Charles Archer
About Charles Archer
Charles Archer CTO
Charles Archer is the Chief Technology Officer with a distinguished background in technology leadership. He has held senior leadership positions at prominent companies including IBM, Intel, Akuna Capital, and Jump Trading. His experience has established him as a notable figure in the fields of high-performance computing (HPC) and trading technology.
Charles Archer Education and Expertise
Charles Archer holds a Master's degree in Chemistry from Columbia University and a Master's degree in Computer Science from the University of Minnesota. His educational background provides a strong foundation in both scientific and computational disciplines, contributing to his expertise in engineering, high-performance computing, and software development.
Charles Archer Technical Leadership at IBM
During his tenure at IBM, Charles Archer served as the Technical Chief Engineering Manager for the IBM Parallel Environment. He was responsible for designing, specifying, and implementing essential components such as job launch, tools, message passing architecture, and scale deployments for various generations of Blue Gene, Power, and x86 systems. His work significantly contributed to the advancement of IBM's high-performance computing capabilities.
Charles Archer Contributions to Intel
At Intel, Charles Archer was instrumental in developing cutting-edge, low instruction-count MPI implementations for high-performance networks. His contributions were vital in enhancing the efficiency and performance of Intel's high-performance computing solutions, further cementing his reputation as an expert in the field.

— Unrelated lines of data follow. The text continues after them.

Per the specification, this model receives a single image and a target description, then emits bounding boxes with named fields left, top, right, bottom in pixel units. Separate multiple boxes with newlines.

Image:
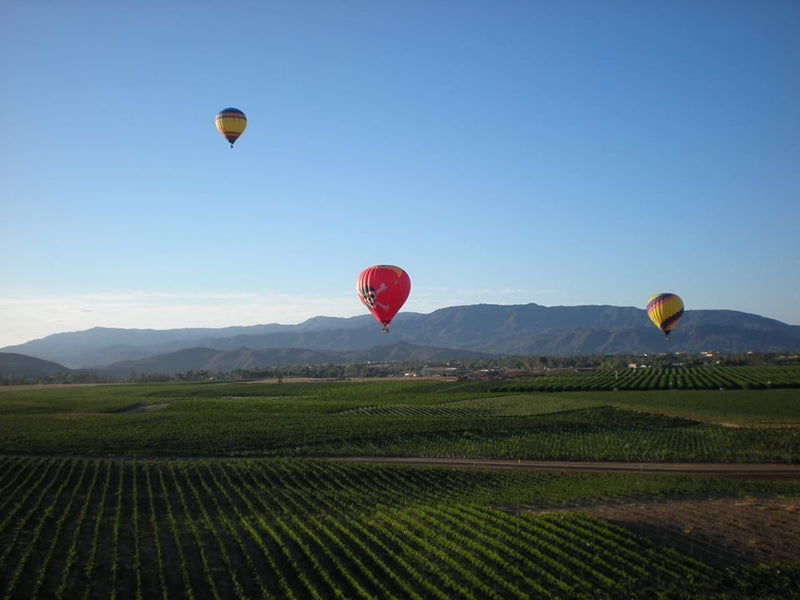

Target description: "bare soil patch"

left=117, top=403, right=169, bottom=415
left=564, top=497, right=800, bottom=566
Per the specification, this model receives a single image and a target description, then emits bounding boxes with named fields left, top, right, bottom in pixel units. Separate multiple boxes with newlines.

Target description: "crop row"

left=0, top=457, right=744, bottom=599
left=494, top=366, right=800, bottom=392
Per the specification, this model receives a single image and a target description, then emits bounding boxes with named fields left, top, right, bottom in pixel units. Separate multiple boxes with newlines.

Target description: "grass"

left=0, top=380, right=800, bottom=598
left=0, top=380, right=800, bottom=462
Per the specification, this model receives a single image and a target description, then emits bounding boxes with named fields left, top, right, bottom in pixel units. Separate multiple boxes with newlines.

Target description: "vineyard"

left=0, top=380, right=800, bottom=599
left=494, top=365, right=800, bottom=392
left=0, top=457, right=796, bottom=599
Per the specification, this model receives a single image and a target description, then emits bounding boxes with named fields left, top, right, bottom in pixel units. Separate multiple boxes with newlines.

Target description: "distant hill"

left=0, top=304, right=800, bottom=368
left=0, top=352, right=70, bottom=379
left=97, top=342, right=489, bottom=377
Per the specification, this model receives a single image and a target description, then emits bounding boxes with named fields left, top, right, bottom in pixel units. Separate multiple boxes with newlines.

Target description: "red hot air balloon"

left=356, top=265, right=411, bottom=333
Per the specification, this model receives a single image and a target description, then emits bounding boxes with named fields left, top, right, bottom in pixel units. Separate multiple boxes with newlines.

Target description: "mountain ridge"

left=0, top=303, right=800, bottom=368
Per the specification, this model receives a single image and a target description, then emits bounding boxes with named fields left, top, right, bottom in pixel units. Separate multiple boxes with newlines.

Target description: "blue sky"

left=0, top=0, right=800, bottom=346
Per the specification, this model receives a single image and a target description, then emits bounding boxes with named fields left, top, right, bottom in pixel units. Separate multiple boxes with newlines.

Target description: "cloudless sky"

left=0, top=0, right=800, bottom=346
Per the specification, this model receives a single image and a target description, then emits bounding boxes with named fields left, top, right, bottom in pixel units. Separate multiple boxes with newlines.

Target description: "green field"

left=0, top=380, right=800, bottom=599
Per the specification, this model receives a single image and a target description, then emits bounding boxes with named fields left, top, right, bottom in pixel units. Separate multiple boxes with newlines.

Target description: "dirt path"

left=325, top=456, right=800, bottom=479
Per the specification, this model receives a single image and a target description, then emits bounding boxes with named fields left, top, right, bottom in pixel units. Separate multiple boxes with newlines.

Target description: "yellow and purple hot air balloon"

left=647, top=293, right=683, bottom=339
left=215, top=107, right=247, bottom=148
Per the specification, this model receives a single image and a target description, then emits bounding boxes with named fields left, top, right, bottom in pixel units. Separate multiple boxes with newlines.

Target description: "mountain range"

left=0, top=303, right=800, bottom=372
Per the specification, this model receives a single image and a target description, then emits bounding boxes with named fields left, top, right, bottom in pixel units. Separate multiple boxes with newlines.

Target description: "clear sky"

left=0, top=0, right=800, bottom=346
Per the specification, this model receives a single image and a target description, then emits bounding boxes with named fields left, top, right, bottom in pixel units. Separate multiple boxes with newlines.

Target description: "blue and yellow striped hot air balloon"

left=647, top=293, right=683, bottom=339
left=215, top=108, right=247, bottom=148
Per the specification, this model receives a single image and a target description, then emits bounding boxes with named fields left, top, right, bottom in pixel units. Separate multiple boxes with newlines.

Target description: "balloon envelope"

left=647, top=293, right=683, bottom=339
left=215, top=107, right=247, bottom=148
left=356, top=265, right=411, bottom=332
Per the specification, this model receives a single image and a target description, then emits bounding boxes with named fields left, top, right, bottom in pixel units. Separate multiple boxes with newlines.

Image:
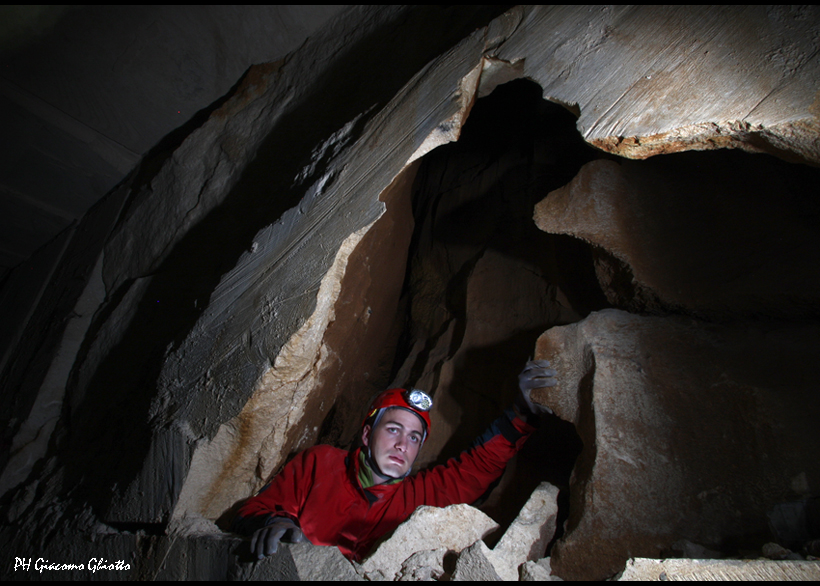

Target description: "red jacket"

left=234, top=412, right=534, bottom=561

Charles Archer Work at Akuna Capital and Jump Trading
Charles Archer led teams at Akuna Capital and Jump Trading, focusing on the development of options market-making trading platforms. These platforms specialized in ultra-low latency and high-volume processing at scale. His leadership in this area ensured the creation of efficient and robust trading systems capable of handling significant volumes with minimal delay.